Reflection on the digital world:
And yes--
I suffer from insomnia… yeah. It’s my phone. It’s easier to numb the mind than to lie there racing with thoughts. Maybe the solution is deleting social media. Reading more. Sleeping more. We’ll see.
YES
NO
YES to movies
NO to TV
It’s actually crazy to think that all of my mother’s strict rules regarding entertainment consumption might have actually paid off. So here’s the thing. I grew up kind of sheltered, this is something that made me incredibly insecure when I started navigating the wide diversity of my tween peer’s interests come 7th grade. It became apparent to me at that age that my lack of internet usage had made the way I interacted with my social media…well, wrong. There was a divide of that second world of personable connections that my friends would make through vine references and their snapchat private stories. I was truly the farthest from what we deem as “chronically online”. And shocker, I was a loser. I liked to read. Not only did I struggle with the innate social media language that seemed so easily ingrained in the student body, but I also had every other outside source of entertainment media heavily censored. Shout out Mormonism, those teachings made it a core belief to avoid television at all costs. My mother disconnected herself from the news, from the popular shows, from the god damn weather channel.
Here’s the thing, as much as I have disdain for the chosen ignorance of refusing interaction with news outlets, and dare I say REALITY…my mother did fill that void with something else.

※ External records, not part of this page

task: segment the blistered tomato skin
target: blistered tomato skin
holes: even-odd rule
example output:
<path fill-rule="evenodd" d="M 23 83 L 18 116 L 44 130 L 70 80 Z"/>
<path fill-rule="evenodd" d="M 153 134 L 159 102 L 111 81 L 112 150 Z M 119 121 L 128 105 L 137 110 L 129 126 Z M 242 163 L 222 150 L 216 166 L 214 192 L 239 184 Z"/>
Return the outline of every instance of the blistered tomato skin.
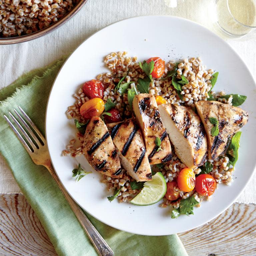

Movies. YES to movies. Wow, I can really go on forever gushing about this art form. That’ll have to happen another time. Movies and books fueled my imagination in my formative years, and are probably the driving force behind my creative inspiration as a designer and illustrator. I can remember the moment I fell in love with writing. I was in 2nd grade, and Roald Dahl’s bookset entered our household shelf. Reading the BFG as such a young age, I recall gaining consciousness for the first time regarding an author’s writing STYLE. I was very moved, although I’d have to reread the work to find the nitty gritty details that scratched my kid brain. Here’s what I know, my imaginative experience reading those books were out of this fucking world. Reading was just as entertaining as watching a movie to me, because I could visualize every description on those pages. I really only used google to search up a word or thing that I didn’t know. That and play the occasional keyboard typing games. The only thing I knew how to look up on that world wide web was Try Not to Laugh compilations…courtsey of a 5th grade slumber party of course.
I used to hate my lack of media literacy, but now it’s helping me find hope again in what I once found inspiring about entertainment. Stimulation used to make me daydream, not fry my synapsis with short-form content. It really is that damn phone. And all those damn streaming service subscriptions.
I am shamefully still very much navigating a netflix addiction. Thats why its YES to movies and NO to tv.
I want storytelling to make me think , to make me really appreciate the writing room and the board artists. I see their vision, and it helps clear the fog of my own.